Ipso Considering Pilot Arbitration Process
Tuesday, October, 6, 2015
The Independent Press Standards Organization (IPSO) is determining whether or not to create a pilot arbitration service. The organization recently held a board meeting and discussed the results of public consultation. The addition of arbitration services was suggested by the Leveson Report and would create a forum to arbitrate legal and civil claims filed against magazines and newspapers in Great Britain.
The arbitration process would serve as an alternative dispute resolution process that would help those involved in disputes resolve problems before legal action is taken in cases of libel and/or invasion of privacy.
Some attorneys familiar with the recommendation are leery of supporting the service and have listed their concerns in the 21 consultation submissions given to IPSO. The board stated it will consider the arguments for and against arbitration and make a decision at its November 26th meeting.
Spokespeople from IPSO said arbitration would be one of the features that could help regulators seeking recognition under the royal charter created by the government following the Leveson Report and would give members protection from exemplary damages and costs in the Crime and Courts Act 2013 that will soon be in effect.

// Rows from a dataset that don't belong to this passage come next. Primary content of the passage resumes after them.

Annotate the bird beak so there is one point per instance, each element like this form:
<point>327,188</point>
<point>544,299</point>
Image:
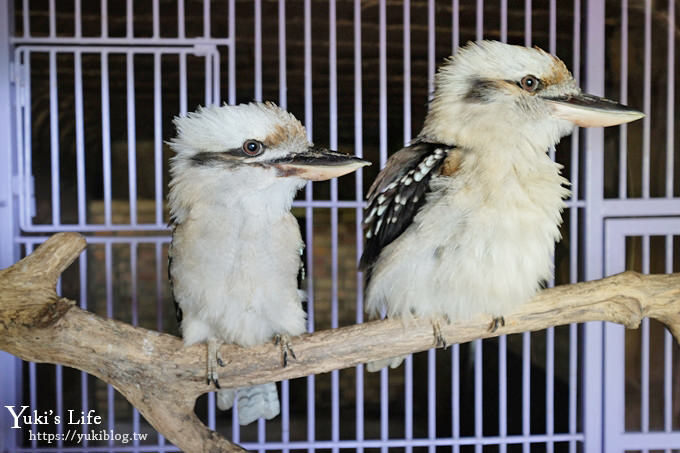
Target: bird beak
<point>318,164</point>
<point>586,110</point>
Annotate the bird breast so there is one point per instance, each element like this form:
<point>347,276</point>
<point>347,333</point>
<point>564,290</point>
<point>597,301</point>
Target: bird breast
<point>482,243</point>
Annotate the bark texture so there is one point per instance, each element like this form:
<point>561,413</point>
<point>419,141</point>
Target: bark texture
<point>163,379</point>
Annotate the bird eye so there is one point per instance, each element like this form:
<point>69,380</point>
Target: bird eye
<point>529,83</point>
<point>252,147</point>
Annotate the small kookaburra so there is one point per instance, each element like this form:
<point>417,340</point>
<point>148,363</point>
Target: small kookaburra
<point>464,220</point>
<point>236,248</point>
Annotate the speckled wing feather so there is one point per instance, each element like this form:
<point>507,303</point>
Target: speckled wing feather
<point>397,194</point>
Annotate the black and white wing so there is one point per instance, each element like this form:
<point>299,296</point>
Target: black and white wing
<point>397,194</point>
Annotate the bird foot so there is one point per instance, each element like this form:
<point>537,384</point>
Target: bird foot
<point>283,341</point>
<point>497,321</point>
<point>439,340</point>
<point>214,360</point>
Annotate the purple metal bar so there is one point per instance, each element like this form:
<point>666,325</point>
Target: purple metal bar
<point>104,11</point>
<point>479,432</point>
<point>283,87</point>
<point>309,219</point>
<point>82,273</point>
<point>406,43</point>
<point>644,365</point>
<point>182,84</point>
<point>455,25</point>
<point>591,408</point>
<point>108,260</point>
<point>52,19</point>
<point>647,100</point>
<point>670,103</point>
<point>80,138</point>
<point>455,396</point>
<point>431,28</point>
<point>258,49</point>
<point>526,388</point>
<point>180,19</point>
<point>358,149</point>
<point>155,13</point>
<point>54,141</point>
<point>157,134</point>
<point>623,95</point>
<point>668,352</point>
<point>131,136</point>
<point>77,18</point>
<point>232,53</point>
<point>106,137</point>
<point>504,20</point>
<point>206,19</point>
<point>129,24</point>
<point>527,22</point>
<point>333,119</point>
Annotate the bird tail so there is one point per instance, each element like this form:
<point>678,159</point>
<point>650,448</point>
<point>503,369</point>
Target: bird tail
<point>252,402</point>
<point>380,364</point>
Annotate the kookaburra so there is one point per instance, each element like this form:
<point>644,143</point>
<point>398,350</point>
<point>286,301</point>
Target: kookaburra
<point>236,248</point>
<point>464,220</point>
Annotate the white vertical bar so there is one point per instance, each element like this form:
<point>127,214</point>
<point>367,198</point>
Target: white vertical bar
<point>527,22</point>
<point>647,100</point>
<point>526,389</point>
<point>283,86</point>
<point>479,415</point>
<point>358,149</point>
<point>158,136</point>
<point>132,137</point>
<point>54,140</point>
<point>668,353</point>
<point>180,20</point>
<point>593,356</point>
<point>455,395</point>
<point>53,19</point>
<point>129,24</point>
<point>504,38</point>
<point>623,95</point>
<point>479,24</point>
<point>78,21</point>
<point>156,19</point>
<point>258,50</point>
<point>232,54</point>
<point>670,102</point>
<point>206,19</point>
<point>431,29</point>
<point>104,11</point>
<point>182,84</point>
<point>455,29</point>
<point>503,391</point>
<point>382,19</point>
<point>26,15</point>
<point>407,70</point>
<point>106,137</point>
<point>80,139</point>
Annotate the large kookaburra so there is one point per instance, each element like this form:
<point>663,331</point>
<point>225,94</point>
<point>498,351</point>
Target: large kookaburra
<point>464,220</point>
<point>235,252</point>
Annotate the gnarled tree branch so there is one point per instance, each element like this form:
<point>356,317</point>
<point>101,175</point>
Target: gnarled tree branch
<point>162,379</point>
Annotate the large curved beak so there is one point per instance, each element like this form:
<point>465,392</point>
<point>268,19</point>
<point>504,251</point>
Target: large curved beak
<point>318,164</point>
<point>586,110</point>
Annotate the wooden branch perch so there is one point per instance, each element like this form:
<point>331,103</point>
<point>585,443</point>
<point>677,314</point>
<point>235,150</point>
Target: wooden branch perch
<point>162,379</point>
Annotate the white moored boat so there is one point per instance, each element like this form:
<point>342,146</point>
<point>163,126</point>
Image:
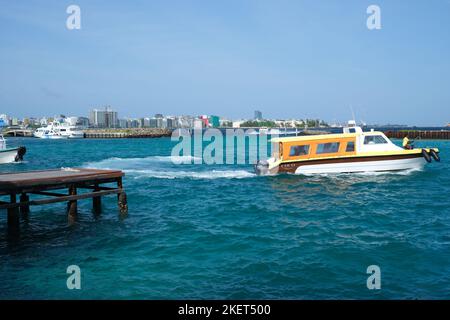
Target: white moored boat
<point>8,155</point>
<point>57,130</point>
<point>350,151</point>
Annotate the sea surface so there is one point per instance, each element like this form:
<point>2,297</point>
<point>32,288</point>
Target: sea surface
<point>210,232</point>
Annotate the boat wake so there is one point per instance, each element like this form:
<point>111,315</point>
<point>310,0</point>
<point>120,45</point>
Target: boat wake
<point>167,167</point>
<point>212,174</point>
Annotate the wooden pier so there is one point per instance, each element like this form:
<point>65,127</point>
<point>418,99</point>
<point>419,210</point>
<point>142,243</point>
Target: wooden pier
<point>20,186</point>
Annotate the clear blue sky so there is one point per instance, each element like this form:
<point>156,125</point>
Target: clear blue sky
<point>286,58</point>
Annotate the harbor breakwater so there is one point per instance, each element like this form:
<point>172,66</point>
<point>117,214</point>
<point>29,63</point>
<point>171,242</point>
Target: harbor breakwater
<point>127,133</point>
<point>419,134</point>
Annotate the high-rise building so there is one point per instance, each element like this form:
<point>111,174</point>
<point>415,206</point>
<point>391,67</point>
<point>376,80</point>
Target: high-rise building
<point>258,115</point>
<point>103,118</point>
<point>214,121</point>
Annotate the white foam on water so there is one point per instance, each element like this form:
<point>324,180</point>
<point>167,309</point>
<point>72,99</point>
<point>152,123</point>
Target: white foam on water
<point>157,167</point>
<point>130,163</point>
<point>212,174</point>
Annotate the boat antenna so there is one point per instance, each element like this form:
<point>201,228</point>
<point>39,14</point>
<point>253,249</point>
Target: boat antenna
<point>353,114</point>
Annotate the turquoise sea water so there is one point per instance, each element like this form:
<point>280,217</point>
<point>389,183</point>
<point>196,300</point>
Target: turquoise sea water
<point>198,231</point>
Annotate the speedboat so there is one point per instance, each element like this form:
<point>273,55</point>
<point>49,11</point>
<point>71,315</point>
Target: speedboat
<point>350,151</point>
<point>57,130</point>
<point>8,155</point>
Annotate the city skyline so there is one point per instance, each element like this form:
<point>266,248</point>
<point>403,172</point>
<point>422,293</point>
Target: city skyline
<point>287,59</point>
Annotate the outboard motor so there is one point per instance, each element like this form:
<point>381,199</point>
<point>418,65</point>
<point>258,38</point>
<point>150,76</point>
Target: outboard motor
<point>262,167</point>
<point>434,155</point>
<point>20,153</point>
<point>426,155</point>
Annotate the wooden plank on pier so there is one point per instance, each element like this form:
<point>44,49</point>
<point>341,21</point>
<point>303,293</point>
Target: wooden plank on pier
<point>40,182</point>
<point>47,179</point>
<point>60,198</point>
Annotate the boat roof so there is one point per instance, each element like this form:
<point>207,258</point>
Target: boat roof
<point>320,137</point>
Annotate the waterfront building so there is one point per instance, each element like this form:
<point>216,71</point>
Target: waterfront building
<point>103,118</point>
<point>198,124</point>
<point>214,121</point>
<point>153,122</point>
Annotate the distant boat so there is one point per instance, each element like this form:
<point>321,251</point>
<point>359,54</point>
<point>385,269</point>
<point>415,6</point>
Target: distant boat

IPSO’s founders have made it clear the organization will not seek recognition and further pointed out that IPSO does not regulate the Guardian or the Independent, though it would like to see those papers joint the organization.
The ultimate goal of IPSO is to make it easier for people to file complaints against publishers. The organization wants to create advisory guidance for the press about how to handle certain issues, such as facial disfigurement issues. They handled a complaint recently when a facial disfigurement organization filed a complaint against a paper for a story discussing worst mug shots.